Shane Ryan aiming high for Tokyo, two years after hitting rock bottom

"I really, really struggled, because I wasn’t hitting the times, I wasn’t fast at all. It was one of the worst meets I’ve ever been at. In my own head, I was like, ‘what’s going on? Do I need to stop swimming?'"
Shane Ryan aiming high for Tokyo, two years after hitting rock bottom

GAME FACE ON: Shane Ryan has already been officially selected by Swim Ireland for this year’s delayed Games. Picture: Sam Barnes/Sportsfile

Shane Ryan will compete in Tokyo this summer with a medal on his mind but it isn’t two years since the Rio 2016 Olympian thought about quitting the pool.

Ireland’s first world swimming medallist in 2018, he has already been officially selected by Swim Ireland for this year’s delayed Games, but he arrived in Korea for the FINA World Championships in 2019 completely out of sorts.

“I was 99kg,” he explained yesterday before yet another training session at the National Aquatic Centre. “I’m 6’ 6”, I’m a big guy, so that doesn’t seem like a lot, but that wasn’t good weight. I just felt like a slug going through the water.

“So, I really, really struggled, because I wasn’t hitting the times, I wasn’t fast at all.
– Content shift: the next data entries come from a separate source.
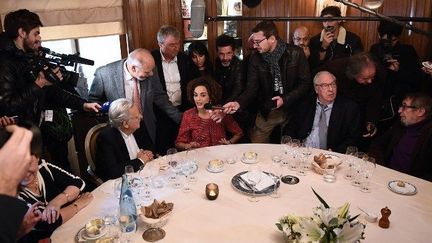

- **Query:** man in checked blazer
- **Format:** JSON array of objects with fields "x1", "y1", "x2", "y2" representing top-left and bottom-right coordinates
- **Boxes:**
[
  {"x1": 284, "y1": 71, "x2": 360, "y2": 153},
  {"x1": 89, "y1": 48, "x2": 182, "y2": 148}
]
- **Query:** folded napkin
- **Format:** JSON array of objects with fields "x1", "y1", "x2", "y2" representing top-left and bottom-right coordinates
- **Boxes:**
[{"x1": 240, "y1": 172, "x2": 274, "y2": 191}]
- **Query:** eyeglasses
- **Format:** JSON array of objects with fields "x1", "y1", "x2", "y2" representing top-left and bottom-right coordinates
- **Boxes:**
[
  {"x1": 253, "y1": 37, "x2": 267, "y2": 46},
  {"x1": 315, "y1": 82, "x2": 337, "y2": 89},
  {"x1": 399, "y1": 104, "x2": 418, "y2": 110}
]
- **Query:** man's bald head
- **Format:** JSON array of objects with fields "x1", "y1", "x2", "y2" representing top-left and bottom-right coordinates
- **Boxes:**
[{"x1": 126, "y1": 48, "x2": 155, "y2": 80}]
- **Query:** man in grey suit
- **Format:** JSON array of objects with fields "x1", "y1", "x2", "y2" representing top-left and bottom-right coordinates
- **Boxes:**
[{"x1": 89, "y1": 49, "x2": 182, "y2": 147}]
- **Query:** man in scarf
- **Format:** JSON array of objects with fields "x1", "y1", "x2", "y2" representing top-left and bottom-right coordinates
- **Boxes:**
[{"x1": 224, "y1": 21, "x2": 312, "y2": 143}]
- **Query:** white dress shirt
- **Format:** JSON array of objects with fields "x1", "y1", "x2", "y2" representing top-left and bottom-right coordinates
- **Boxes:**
[
  {"x1": 161, "y1": 52, "x2": 181, "y2": 106},
  {"x1": 306, "y1": 98, "x2": 333, "y2": 148},
  {"x1": 119, "y1": 129, "x2": 139, "y2": 160},
  {"x1": 123, "y1": 62, "x2": 141, "y2": 102}
]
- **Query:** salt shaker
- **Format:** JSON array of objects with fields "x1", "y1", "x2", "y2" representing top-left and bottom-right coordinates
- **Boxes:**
[{"x1": 378, "y1": 207, "x2": 391, "y2": 229}]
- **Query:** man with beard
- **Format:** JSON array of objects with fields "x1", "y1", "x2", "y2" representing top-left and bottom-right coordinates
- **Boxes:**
[
  {"x1": 293, "y1": 26, "x2": 310, "y2": 59},
  {"x1": 284, "y1": 71, "x2": 360, "y2": 153},
  {"x1": 0, "y1": 9, "x2": 100, "y2": 124},
  {"x1": 369, "y1": 93, "x2": 432, "y2": 181},
  {"x1": 224, "y1": 21, "x2": 311, "y2": 143}
]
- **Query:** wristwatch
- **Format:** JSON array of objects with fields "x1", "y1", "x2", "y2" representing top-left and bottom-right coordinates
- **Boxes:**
[{"x1": 320, "y1": 46, "x2": 327, "y2": 52}]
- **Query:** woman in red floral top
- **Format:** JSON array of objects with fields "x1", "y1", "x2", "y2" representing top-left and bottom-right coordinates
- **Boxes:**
[{"x1": 176, "y1": 77, "x2": 243, "y2": 149}]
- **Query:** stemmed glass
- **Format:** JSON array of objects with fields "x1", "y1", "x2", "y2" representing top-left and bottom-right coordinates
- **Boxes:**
[
  {"x1": 360, "y1": 156, "x2": 376, "y2": 192},
  {"x1": 344, "y1": 146, "x2": 358, "y2": 180},
  {"x1": 246, "y1": 165, "x2": 262, "y2": 202},
  {"x1": 270, "y1": 157, "x2": 283, "y2": 198}
]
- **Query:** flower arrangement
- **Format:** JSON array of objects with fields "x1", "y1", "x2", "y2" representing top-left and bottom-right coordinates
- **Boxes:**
[{"x1": 276, "y1": 189, "x2": 366, "y2": 243}]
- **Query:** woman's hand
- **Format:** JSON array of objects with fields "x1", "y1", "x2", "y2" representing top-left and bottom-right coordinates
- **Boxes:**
[{"x1": 42, "y1": 202, "x2": 60, "y2": 224}]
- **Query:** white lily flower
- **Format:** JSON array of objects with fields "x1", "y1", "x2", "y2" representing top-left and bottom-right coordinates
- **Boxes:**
[
  {"x1": 333, "y1": 222, "x2": 364, "y2": 243},
  {"x1": 300, "y1": 218, "x2": 324, "y2": 242}
]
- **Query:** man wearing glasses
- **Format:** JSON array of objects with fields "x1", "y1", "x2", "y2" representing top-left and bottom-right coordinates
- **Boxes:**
[
  {"x1": 284, "y1": 71, "x2": 360, "y2": 153},
  {"x1": 293, "y1": 26, "x2": 310, "y2": 58},
  {"x1": 224, "y1": 21, "x2": 311, "y2": 143},
  {"x1": 369, "y1": 93, "x2": 432, "y2": 181}
]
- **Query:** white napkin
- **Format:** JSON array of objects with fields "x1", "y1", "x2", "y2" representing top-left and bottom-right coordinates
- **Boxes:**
[{"x1": 240, "y1": 172, "x2": 274, "y2": 191}]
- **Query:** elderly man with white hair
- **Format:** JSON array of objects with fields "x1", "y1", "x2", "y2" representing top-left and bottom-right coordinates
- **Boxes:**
[
  {"x1": 284, "y1": 71, "x2": 360, "y2": 153},
  {"x1": 96, "y1": 98, "x2": 153, "y2": 181}
]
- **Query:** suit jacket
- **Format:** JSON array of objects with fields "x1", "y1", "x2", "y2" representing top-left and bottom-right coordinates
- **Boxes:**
[
  {"x1": 284, "y1": 95, "x2": 360, "y2": 153},
  {"x1": 95, "y1": 126, "x2": 152, "y2": 181},
  {"x1": 0, "y1": 195, "x2": 28, "y2": 243},
  {"x1": 151, "y1": 49, "x2": 193, "y2": 111},
  {"x1": 89, "y1": 59, "x2": 182, "y2": 143},
  {"x1": 368, "y1": 120, "x2": 432, "y2": 181}
]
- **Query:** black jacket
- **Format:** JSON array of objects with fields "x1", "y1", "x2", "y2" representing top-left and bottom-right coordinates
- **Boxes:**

It was one of the worst meets I’ve ever been at. In my own head, I was like, ‘what’s going on? Do I need to stop swimming?’”

A chirpy and sociable type of guy, Ryan opened up to his coaches at the time and things began to improve. Then Covid hit and he found himself living on his own in Tyrrelstown on the outskirts of Dublin for three months of lockdown without seeing a single soul.

That was tough but it didn’t knock him off kilter. He came out of that first lockdown lighter but stronger before posting a succession of Irish records during the course of the International Swimming League (ISL) meet held inside a Budapest bubble late last year.

He looks back at that turning point and shares the lesson learned.

“If you need to go talk to someone, go talk to someone. That’s really important, and especially now.

If you’re struggling, you have to go talk to someone. That’s helped me to understand what’s the best approach, what can you do, even though you’re complaining.

Ryan talks about “being a contender” for medals in Tokyo. A semi-finalist at the 2016 Games, when he was just an 84kg “toothpick-young” kid of 22, he is weighing in 9kgs heavier now — but six lighter than Korea — and with four championship medals to his name.

His PB will have to come down by a few 10ths of a second just to make the final this summer but he has produced big performances at big times twice before: At the NCAA Big Ten conference meet in 2017 and again a year later at that World Short Course championship.

The NCAA event boasted powerhouse colleges such as Ohio State, Michigan, and Nebraska but Ryan rose to the occasion by breaking a Big Ten record, winning the 100m backstroke and posting second in both the 50m and 100m freestyle. Everything clicked.

He came away with bronze from the latter meet, in Hangzhou, and this despite swimming the 100m freestyle the day before that final and being drug tested on the day itself. All of which goes to show that conditions and conditioning don’t always need to be perfect to excel.

Being chosen for Tokyo back in January came as a relief and allowed him to press the reset button. There is no need now to peak at the April meet being put on at Abbotstown for swimmers seeking qualifying times but that’s not to say that the pressure is all off.

The Europeans in May offer the opportunity for the men’s 400m medley to post their passage to the Games. Currently ranked 13th in the world, the top 16 will make it and Ryan can help enormously there by swimming better than he did in the event at the 2019 Worlds.

He knows as much himself.

The wider issue is whether anyone should be going at all.

Not everyone, whether in Japan itself or around the world, is on board with the idea of an Olympics pressing ahead in the midst of a pandemic but Ryan always held the belief the show would go on and his confidence in the process by which it will be run off was bolstered by his time at that ISL meet in Hungary.

Roughly 1,200 people were contained in a six-week holding camp for that event.

Two tests were required before arrival, then one every five days on site. Fines of €1,000 and point deductions for teams were used as deterrents to anyone breaching social distance rules.

“Everyone followed that, knew it was a great opportunity, and if people understand that mentality (then) it’s for the greater good. And if you can get vaccinated, get vaccinated, so I think the Olympics should definitely happen, will happen.

"It’s the right call, because it gives some sense of hope, a glimmer of inspiration.

These Olympics could inspire people who are down, who aren’t in a good mental state, who could see, ‘wow they did that’, and inspire them as well.